Skip to content Skip to navigation
Qualifying Exam
5/13/2016 11:00 am
CoRE B (305)

Anytime Itemset Mining with Definite Guarantees

Qiong Hu, Rutgers University

Examination Committee: Prof. Tomasz Imielinski (Chair), Prof. Alex Borgida, Prof. Shan Muthukrishnan and Prof. Mubbasir Kapadia

Abstract

Mining very wide data sets with hundreds of thousands of attributes may require contiguous computation with no real time bounds. Usually, the itemset mining algorithms produce outputs only at the completion (either run to completion or provide no useful results) and are not amenable to real-time decision-making need. One solution is to turn the basic data mining methods into anytime algorithms. In literature, there are numerous anytime algorithms for classification, regression, clustering, etc. However, the direction of anytime association mining is largely unexplored.

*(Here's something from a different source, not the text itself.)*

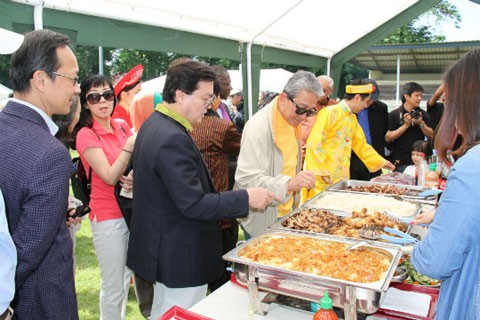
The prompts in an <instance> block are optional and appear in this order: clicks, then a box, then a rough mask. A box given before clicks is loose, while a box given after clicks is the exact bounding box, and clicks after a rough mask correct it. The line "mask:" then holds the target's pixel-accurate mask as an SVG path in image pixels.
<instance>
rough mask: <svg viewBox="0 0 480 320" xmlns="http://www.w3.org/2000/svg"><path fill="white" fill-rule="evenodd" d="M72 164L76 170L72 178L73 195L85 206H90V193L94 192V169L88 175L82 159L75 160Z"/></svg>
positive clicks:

We defined the anytime itemset mining and proposed the ALPINE algorithm, which proceeds in the defined anytime mining manner and can be interrupted at any time but offer intermediate meaningful and complete results with definite guarantees. ALPINE is, to our knowledge, the first interruptible anytime algorithm to mine frequent itemsets and closed frequent itemsets. It guarantees that all itemsets with support exceeding the current checkpoint's support have been found before it proceeds further. This ANYTIME feature is the most important contribution of ALPINE, which is also fast but not necessarily the fastest algorithm around. ALPINE runs literally "forever" and without apriori decided minsup value.